A temporada de resultados do segundo trimestre de 2026 (2T26) terminou com números acima das expectativas para boa parte das empresas acompanhadas pelo Itaú BBA. Ainda assim, o banco avalia que o cenário segue misto e recomenda cautela aos investidores, diante da reação das ações após os balanços e do risco de novas revisões negativas nas estimativas do mercado.
Entre as empresas do Ibovespa (IBOV), o lucro líquido superou as projeções em 8,2%, enquanto o Ebitda ficou 2,5% acima do esperado e a receita avançou 2,4% em relação ao consenso. Quando excluídas as empresas de commodities, porém, a surpresa positiva foi mais moderada: o lucro ficou 3,4% acima das estimativas, o Ebitda superou as previsões em 0,5% e a receita veio 0,9% acima do projetado.
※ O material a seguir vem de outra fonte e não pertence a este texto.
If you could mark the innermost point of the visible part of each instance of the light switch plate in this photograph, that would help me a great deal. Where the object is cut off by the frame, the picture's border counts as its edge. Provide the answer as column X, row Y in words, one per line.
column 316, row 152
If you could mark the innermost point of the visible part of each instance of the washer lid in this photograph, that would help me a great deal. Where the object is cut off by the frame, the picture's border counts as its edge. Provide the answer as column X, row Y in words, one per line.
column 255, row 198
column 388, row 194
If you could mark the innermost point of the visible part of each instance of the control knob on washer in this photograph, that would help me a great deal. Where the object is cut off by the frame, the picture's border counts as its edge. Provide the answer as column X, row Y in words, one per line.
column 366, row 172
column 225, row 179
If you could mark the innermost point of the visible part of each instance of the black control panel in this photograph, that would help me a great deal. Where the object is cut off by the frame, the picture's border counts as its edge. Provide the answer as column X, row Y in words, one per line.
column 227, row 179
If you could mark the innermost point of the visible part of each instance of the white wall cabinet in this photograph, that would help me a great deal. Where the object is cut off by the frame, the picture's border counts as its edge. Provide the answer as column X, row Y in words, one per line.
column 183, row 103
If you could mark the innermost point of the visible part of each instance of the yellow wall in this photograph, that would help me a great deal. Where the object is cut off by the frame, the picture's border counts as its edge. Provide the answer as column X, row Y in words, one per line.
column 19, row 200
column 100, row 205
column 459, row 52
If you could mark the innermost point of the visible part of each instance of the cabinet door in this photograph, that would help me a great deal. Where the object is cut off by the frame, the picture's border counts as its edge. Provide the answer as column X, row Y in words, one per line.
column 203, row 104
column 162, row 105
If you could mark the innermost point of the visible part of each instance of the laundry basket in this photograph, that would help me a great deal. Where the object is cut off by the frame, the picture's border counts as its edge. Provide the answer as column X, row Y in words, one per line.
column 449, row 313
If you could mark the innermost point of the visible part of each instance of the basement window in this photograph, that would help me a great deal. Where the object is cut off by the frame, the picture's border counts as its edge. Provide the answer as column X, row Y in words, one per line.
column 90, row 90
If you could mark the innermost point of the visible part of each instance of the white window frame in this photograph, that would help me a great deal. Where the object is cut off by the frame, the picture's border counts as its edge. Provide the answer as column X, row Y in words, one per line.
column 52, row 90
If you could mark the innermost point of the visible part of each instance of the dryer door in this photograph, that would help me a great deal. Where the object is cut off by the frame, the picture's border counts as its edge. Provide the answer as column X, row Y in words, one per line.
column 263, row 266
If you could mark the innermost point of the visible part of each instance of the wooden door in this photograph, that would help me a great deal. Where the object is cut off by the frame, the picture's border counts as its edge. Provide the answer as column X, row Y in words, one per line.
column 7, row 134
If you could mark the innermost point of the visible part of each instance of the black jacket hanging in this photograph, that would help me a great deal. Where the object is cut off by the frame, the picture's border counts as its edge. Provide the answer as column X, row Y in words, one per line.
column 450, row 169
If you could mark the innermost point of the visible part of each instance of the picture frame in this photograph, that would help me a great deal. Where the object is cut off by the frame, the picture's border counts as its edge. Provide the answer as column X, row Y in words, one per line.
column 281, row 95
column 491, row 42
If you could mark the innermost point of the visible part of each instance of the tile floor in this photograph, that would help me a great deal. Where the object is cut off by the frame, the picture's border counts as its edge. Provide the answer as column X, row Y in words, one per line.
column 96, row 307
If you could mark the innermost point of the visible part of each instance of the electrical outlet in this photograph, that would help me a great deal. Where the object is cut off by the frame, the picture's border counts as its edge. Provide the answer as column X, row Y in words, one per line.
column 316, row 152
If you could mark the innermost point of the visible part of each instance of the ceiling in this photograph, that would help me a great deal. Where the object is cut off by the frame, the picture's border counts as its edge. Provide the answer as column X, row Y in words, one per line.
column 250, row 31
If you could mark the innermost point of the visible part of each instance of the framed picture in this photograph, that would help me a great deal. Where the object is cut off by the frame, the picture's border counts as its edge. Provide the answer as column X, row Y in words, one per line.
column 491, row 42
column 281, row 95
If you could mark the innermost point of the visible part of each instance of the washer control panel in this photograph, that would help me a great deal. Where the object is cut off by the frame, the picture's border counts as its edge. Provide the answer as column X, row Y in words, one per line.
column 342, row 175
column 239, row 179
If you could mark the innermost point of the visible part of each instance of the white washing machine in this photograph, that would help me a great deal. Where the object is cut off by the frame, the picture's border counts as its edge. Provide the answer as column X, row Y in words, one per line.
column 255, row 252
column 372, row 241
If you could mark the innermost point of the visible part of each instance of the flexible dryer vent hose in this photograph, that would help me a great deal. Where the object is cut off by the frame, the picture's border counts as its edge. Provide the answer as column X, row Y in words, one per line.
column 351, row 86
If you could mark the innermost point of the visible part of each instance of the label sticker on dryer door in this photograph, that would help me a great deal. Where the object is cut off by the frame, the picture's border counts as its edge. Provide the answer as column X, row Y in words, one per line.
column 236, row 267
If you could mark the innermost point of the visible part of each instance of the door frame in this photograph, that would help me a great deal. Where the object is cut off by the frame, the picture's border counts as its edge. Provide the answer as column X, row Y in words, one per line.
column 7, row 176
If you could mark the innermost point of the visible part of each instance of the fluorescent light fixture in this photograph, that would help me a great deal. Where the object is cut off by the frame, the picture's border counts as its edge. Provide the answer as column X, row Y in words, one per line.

Na avaliação do Itaú BBA, os resultados foram moderadamente positivos. Do total de empresas analisadas, 35,3% tiveram desempenho classificado como positivo, 43,4% ficaram em linha com as expectativas e 21,3% decepcionaram o mercado.
Além disso, 44,8% das companhias cobertas pelo banco entregaram lucro líquido acima das projeções, enquanto 28,4% vieram em linha e 26,9% reportaram resultados inferiores ao esperado.
Entre os setores, o destaque ficou com bens de capital, que registrou Ebitda 11,9% acima das estimativas, lucro líquido 18,8% superior ao projetado e receita 6,4% maior que o esperado. Os segmentos de transportes e logística e petróleo e gás também apresentaram desempenho considerado positivo pelos analistas.
Na outra ponta, consumo e varejo foi o principal destaque negativo da temporada. O lucro líquido das empresas do setor ficou 18,5% abaixo das expectativas no 2T26 e recuou 10,7% na comparação anual.
Outro ponto destacado pelo Itaú BBA foi a melhora da estrutura financeira das companhias. A alavancagem corporativa, medida pela relação entre dívida líquida e Ebitda, caiu para 1,7 vez, ante 1,9 vez no período anterior e abaixo da média histórica de dez anos, de 2,4 vezes.
Para o longo prazo, o banco segue construtivo com a trajetória dos lucros das empresas do Ibovespa e projeta crescimento anual composto de 15% entre 2025 e 2028.
As companhias domésticas aparecem entre os principais motores dessa expansão, com expectativa de alta de 27,3% no lucro líquido em 2026. Já para o setor financeiro, a previsão é de crescimento de 18,2%.
Apesar das perspectivas favoráveis para os resultados corporativos, o Itaú BBA ressalta que o cenário para as revisões de lucros ainda inspira cautela. Enquanto as empresas de commodities tiveram aumento de 36,3% nas projeções de lucro para os próximos 12 meses, impulsionadas principalmente pelo setor de petróleo, as estimativas para as instituições financeiras recuaram 8,2%.